Tusk recommends that EU27 grant Brexit extension

Outgoing European Council President Donald Tusk has said that he will formally recommend to the EU27 (27 other member states besides the UK) that an extension to the Brexit deadline be granted to the UK.

Writing on Twitter late yesterday, Tuesday, October 22, Tusk said: “Following Prime Minister Boris Johnson’s decision to pause the process of ratification of the withdrawal agreement, and in order to avoid a no-deal Brexit, I will recommend the EU27 accept the UK request for an extension. For this I will propose a written procedure.”

Tusk also said that he had spoken with Boris Johnson over the phone, and had explained the reasons to the prime minister why he was recommending the other member states accept the deal.

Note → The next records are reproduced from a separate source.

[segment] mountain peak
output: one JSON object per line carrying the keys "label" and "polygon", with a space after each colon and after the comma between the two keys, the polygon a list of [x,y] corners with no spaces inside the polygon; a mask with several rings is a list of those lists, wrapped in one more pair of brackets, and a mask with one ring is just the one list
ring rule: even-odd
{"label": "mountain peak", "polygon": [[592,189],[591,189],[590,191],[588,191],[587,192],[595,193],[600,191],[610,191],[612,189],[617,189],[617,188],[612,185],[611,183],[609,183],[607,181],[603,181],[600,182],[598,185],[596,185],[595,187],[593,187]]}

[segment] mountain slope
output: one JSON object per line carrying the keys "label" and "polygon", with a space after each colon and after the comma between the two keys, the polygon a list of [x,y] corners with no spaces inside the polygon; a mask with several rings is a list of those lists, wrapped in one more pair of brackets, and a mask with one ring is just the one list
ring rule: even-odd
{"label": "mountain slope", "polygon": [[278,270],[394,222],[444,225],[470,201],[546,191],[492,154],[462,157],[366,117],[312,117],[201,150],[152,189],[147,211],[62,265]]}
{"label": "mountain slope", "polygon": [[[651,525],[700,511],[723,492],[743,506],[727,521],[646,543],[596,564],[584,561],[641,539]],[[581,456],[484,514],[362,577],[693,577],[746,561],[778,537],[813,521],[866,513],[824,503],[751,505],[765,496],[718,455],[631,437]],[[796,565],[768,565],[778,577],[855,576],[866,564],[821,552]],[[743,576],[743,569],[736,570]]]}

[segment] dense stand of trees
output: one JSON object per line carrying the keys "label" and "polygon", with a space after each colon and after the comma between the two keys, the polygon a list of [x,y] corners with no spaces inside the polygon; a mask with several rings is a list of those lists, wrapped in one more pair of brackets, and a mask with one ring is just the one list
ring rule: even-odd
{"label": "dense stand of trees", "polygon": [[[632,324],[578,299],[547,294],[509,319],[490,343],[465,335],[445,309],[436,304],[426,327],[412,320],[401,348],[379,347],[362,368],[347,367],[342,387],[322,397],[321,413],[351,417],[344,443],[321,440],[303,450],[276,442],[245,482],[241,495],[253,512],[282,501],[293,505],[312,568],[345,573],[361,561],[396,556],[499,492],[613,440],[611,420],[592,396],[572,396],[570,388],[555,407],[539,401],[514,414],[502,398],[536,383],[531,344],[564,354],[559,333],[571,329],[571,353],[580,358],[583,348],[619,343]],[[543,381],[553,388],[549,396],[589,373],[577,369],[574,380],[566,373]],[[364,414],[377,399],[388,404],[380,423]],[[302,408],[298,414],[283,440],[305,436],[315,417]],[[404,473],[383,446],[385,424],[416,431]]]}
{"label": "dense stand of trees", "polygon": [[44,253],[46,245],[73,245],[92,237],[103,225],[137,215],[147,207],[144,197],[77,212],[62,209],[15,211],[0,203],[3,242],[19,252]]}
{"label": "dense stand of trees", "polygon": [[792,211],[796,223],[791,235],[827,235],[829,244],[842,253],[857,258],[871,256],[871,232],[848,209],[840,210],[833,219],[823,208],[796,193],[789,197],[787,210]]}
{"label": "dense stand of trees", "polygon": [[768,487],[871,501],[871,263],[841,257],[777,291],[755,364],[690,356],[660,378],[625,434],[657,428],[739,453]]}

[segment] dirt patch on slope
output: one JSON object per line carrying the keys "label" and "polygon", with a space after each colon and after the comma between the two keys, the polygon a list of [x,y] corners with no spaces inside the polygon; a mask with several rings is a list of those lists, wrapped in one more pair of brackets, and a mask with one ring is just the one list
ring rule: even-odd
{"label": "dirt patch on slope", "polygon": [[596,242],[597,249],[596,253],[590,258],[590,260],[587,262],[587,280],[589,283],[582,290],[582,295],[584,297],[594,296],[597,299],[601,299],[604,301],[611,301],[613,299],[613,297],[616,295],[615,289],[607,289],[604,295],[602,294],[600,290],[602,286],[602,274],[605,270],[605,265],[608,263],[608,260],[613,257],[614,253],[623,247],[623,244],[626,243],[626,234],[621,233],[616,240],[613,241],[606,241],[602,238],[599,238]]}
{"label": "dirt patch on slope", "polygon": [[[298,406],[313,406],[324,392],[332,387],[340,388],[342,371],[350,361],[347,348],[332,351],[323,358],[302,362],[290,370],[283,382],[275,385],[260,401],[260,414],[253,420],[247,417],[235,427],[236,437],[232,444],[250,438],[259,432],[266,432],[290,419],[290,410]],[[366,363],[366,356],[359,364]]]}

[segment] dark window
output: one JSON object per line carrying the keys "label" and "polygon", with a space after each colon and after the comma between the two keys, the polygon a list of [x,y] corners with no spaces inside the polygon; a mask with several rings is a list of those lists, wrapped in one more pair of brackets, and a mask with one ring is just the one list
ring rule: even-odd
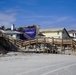
{"label": "dark window", "polygon": [[57,31],[57,34],[59,35],[59,31]]}
{"label": "dark window", "polygon": [[74,36],[74,33],[73,33],[73,36]]}

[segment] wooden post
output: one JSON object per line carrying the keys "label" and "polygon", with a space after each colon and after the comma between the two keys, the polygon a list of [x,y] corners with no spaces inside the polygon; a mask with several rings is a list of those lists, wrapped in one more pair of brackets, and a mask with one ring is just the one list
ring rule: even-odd
{"label": "wooden post", "polygon": [[45,52],[45,42],[46,42],[46,38],[44,38],[44,51],[43,51],[43,53]]}
{"label": "wooden post", "polygon": [[52,38],[52,53],[54,52],[54,38]]}
{"label": "wooden post", "polygon": [[63,39],[61,39],[61,54],[62,54],[62,50],[63,50]]}
{"label": "wooden post", "polygon": [[38,44],[38,39],[36,39],[36,52],[37,52],[37,44]]}
{"label": "wooden post", "polygon": [[71,40],[71,50],[72,50],[72,53],[73,53],[73,40]]}

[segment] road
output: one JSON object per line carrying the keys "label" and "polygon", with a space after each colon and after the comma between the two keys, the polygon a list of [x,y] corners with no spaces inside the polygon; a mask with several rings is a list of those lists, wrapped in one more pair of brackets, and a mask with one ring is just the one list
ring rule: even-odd
{"label": "road", "polygon": [[76,75],[76,56],[15,54],[0,58],[0,75]]}

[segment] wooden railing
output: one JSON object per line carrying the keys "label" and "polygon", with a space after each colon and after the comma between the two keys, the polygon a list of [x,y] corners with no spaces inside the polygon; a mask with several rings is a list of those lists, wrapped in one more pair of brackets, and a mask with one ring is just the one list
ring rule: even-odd
{"label": "wooden railing", "polygon": [[33,40],[28,40],[28,41],[23,41],[21,39],[14,39],[11,36],[8,36],[6,34],[0,33],[0,37],[4,37],[6,40],[9,42],[17,45],[24,47],[26,45],[31,45],[31,44],[37,44],[37,43],[50,43],[50,44],[74,44],[76,46],[76,41],[72,39],[57,39],[57,38],[38,38],[38,39],[33,39]]}

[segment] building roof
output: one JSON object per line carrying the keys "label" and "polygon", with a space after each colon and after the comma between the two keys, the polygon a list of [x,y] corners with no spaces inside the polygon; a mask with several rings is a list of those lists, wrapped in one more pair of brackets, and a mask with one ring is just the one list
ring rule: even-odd
{"label": "building roof", "polygon": [[18,31],[4,31],[4,30],[0,30],[0,32],[4,33],[4,34],[22,34],[21,32]]}
{"label": "building roof", "polygon": [[64,28],[51,28],[51,29],[40,29],[40,32],[43,31],[62,31]]}
{"label": "building roof", "polygon": [[69,30],[68,33],[76,33],[76,30]]}

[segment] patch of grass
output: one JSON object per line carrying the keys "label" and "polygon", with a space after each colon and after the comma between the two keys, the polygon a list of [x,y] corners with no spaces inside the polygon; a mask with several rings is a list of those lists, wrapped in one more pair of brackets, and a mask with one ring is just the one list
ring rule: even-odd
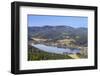
{"label": "patch of grass", "polygon": [[57,59],[72,59],[68,55],[54,54],[41,51],[35,47],[29,46],[28,48],[28,60],[57,60]]}

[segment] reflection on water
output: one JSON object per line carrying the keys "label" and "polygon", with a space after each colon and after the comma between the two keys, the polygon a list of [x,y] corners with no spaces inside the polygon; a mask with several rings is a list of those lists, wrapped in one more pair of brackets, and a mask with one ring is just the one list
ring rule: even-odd
{"label": "reflection on water", "polygon": [[79,49],[70,49],[70,48],[58,48],[54,46],[47,46],[44,44],[32,44],[32,46],[45,51],[45,52],[50,52],[50,53],[56,53],[56,54],[75,54],[75,53],[80,53]]}

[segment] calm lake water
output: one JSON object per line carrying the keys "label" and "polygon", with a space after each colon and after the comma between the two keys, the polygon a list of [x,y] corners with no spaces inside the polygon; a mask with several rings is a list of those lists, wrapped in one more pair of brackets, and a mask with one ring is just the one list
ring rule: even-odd
{"label": "calm lake water", "polygon": [[64,53],[71,53],[71,54],[75,54],[75,53],[80,53],[79,49],[69,49],[69,48],[58,48],[58,47],[54,47],[54,46],[46,46],[44,44],[32,44],[32,46],[43,50],[45,52],[49,52],[49,53],[56,53],[56,54],[64,54]]}

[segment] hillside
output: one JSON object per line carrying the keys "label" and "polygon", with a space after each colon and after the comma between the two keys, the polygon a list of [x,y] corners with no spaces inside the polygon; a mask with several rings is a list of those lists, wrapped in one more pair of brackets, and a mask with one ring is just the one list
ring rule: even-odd
{"label": "hillside", "polygon": [[28,37],[29,39],[40,38],[49,40],[74,39],[75,44],[87,46],[87,28],[84,27],[74,28],[65,25],[28,27]]}

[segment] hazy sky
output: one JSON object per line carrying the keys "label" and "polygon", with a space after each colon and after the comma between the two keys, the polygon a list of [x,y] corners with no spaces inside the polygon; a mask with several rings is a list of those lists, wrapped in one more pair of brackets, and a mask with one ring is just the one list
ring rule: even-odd
{"label": "hazy sky", "polygon": [[59,26],[87,27],[88,17],[79,16],[47,16],[28,15],[28,26]]}

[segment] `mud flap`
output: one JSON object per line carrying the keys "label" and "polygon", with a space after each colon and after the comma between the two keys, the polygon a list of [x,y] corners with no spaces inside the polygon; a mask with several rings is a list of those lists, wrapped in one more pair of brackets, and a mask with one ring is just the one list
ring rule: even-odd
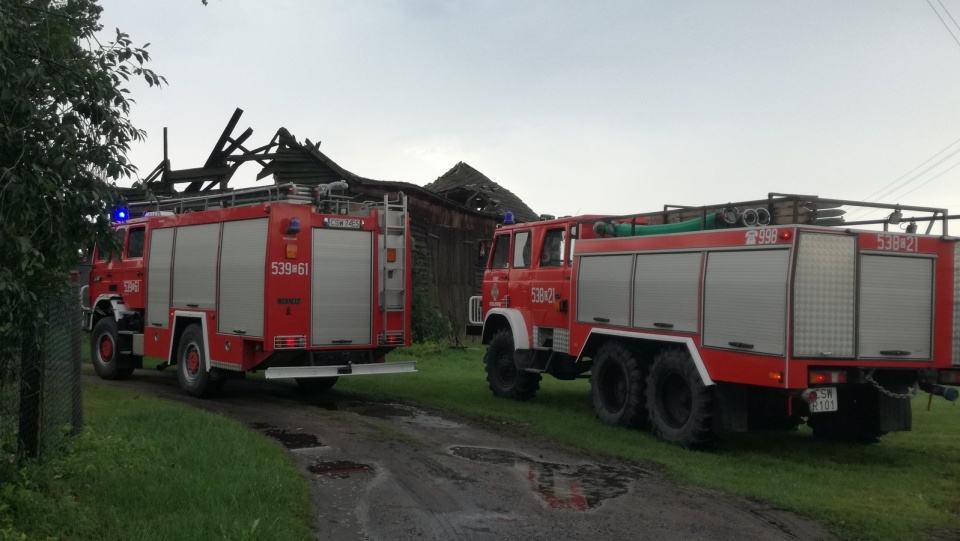
{"label": "mud flap", "polygon": [[717,383],[714,391],[713,423],[717,431],[746,432],[747,392],[740,385]]}
{"label": "mud flap", "polygon": [[913,414],[909,398],[893,398],[879,393],[880,430],[905,432],[912,428]]}

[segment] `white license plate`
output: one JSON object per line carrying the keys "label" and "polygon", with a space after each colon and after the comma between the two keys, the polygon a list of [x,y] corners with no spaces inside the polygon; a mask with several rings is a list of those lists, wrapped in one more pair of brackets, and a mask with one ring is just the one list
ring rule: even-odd
{"label": "white license plate", "polygon": [[837,411],[836,387],[817,387],[813,390],[817,393],[817,399],[810,403],[810,413]]}

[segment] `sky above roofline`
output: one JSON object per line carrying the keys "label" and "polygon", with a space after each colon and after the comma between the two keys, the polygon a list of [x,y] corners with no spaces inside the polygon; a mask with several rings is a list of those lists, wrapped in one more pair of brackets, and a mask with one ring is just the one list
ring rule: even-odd
{"label": "sky above roofline", "polygon": [[164,126],[199,167],[240,107],[250,147],[284,126],[418,185],[464,161],[556,215],[885,191],[960,213],[960,155],[910,173],[960,148],[960,45],[922,1],[101,5],[170,82],[131,86],[143,175]]}

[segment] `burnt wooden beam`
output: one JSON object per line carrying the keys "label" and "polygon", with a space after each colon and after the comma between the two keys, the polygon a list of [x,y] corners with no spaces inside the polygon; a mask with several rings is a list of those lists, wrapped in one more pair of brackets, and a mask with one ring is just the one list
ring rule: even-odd
{"label": "burnt wooden beam", "polygon": [[190,182],[198,179],[210,177],[219,177],[230,174],[229,166],[221,167],[197,167],[194,169],[181,169],[179,171],[170,171],[167,177],[173,182]]}
{"label": "burnt wooden beam", "polygon": [[[227,156],[224,161],[227,162],[249,162],[249,161],[262,161],[262,160],[272,160],[275,158],[282,157],[279,154],[248,154],[243,156]],[[266,163],[263,164],[264,167],[267,166]]]}
{"label": "burnt wooden beam", "polygon": [[217,144],[213,146],[213,151],[210,152],[210,157],[207,158],[207,162],[204,167],[213,167],[220,161],[220,151],[226,146],[227,140],[230,138],[230,134],[233,133],[233,130],[237,128],[237,122],[240,122],[240,116],[243,115],[243,109],[237,107],[233,112],[233,116],[230,117],[230,121],[227,122],[227,126],[223,128],[223,133],[220,134],[220,138],[217,139]]}

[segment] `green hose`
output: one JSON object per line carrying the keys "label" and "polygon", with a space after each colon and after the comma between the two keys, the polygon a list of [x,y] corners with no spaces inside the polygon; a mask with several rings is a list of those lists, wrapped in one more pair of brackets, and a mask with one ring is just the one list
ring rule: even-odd
{"label": "green hose", "polygon": [[[634,226],[629,223],[615,223],[608,224],[604,222],[597,222],[594,224],[594,231],[597,234],[606,234],[613,235],[615,237],[631,237],[631,236],[640,236],[640,235],[662,235],[664,233],[684,233],[687,231],[700,231],[702,229],[713,229],[716,226],[716,213],[707,214],[705,220],[700,218],[694,218],[693,220],[687,220],[685,222],[677,222],[673,224],[657,224],[657,225],[637,225]],[[602,224],[602,225],[601,225]]]}

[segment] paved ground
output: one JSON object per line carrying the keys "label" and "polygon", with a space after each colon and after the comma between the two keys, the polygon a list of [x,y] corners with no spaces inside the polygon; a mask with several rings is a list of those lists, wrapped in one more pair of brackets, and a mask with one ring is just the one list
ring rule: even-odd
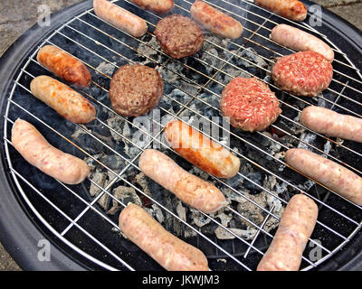
{"label": "paved ground", "polygon": [[[81,0],[0,0],[0,56],[20,35],[34,24],[47,5],[52,12]],[[362,30],[362,0],[314,0]],[[21,270],[0,244],[0,271]]]}

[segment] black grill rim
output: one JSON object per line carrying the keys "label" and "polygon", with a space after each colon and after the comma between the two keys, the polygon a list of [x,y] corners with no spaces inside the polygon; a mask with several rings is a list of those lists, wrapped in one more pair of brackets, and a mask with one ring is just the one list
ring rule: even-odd
{"label": "black grill rim", "polygon": [[[313,2],[304,0],[310,7]],[[76,14],[90,9],[91,0],[71,5],[62,11],[52,14],[52,25],[46,28],[36,23],[24,33],[0,59],[0,104],[2,117],[0,118],[0,131],[4,135],[3,117],[6,107],[8,93],[14,84],[13,79],[18,73],[24,56],[42,42],[47,34],[56,29],[64,21],[71,19]],[[348,58],[357,69],[362,69],[362,32],[346,20],[322,7],[323,22],[335,33],[344,38],[359,53],[350,53]],[[65,19],[65,20],[64,20]],[[31,35],[32,37],[29,37]],[[346,45],[345,45],[346,46]],[[85,257],[74,253],[65,244],[61,247],[52,242],[52,261],[40,262],[37,259],[39,239],[54,239],[54,236],[44,226],[36,220],[30,208],[19,198],[16,185],[10,173],[3,145],[0,148],[0,241],[15,262],[24,270],[49,271],[49,270],[99,270],[97,265],[92,264]],[[362,270],[362,232],[356,236],[335,256],[323,262],[319,270]]]}

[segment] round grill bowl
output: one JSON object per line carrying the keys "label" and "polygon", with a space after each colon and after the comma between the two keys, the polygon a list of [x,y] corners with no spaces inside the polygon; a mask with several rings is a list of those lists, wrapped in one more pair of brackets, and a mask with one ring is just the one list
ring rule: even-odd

Tusk had said yesterday, Tuesday, October 22, that the EU request for an extension should be treated “in all seriousness”. In the same letter in which Johnson had asked for an extension, the prime minister also said that grating an extension would “damage the interests of the UK and the EU”.

Yesterday, Ireland Midlands-North West MEP Mairead McGuinness said that she “couldn’t see why the leaders of Europe, having been extremely patient, persistent and united, would not be willing to grant a technical extension”.

“We’ve waited this long. They’ve been very patient on it,” the MEP added.

However, McGuinness warned that there may be some pockets of opposition to an extension being offered.

There may be efforts to persuade some member states not to agree, because it has got to be by unanimity, and I’m reading some commentary around that.

It is understood that the prospect of granting the UK yet another extension has received a lukewarm reception from some European leaders. French president Emmanuel Macron in particular, as with previous extensions, is thought not to be entirely in favour of offering another delay.

However, McGuinness stressed: “I don’t think that will be the case. I think the leaders have stuck together through thick and thin on this issue, and will continue to maintain that unity.”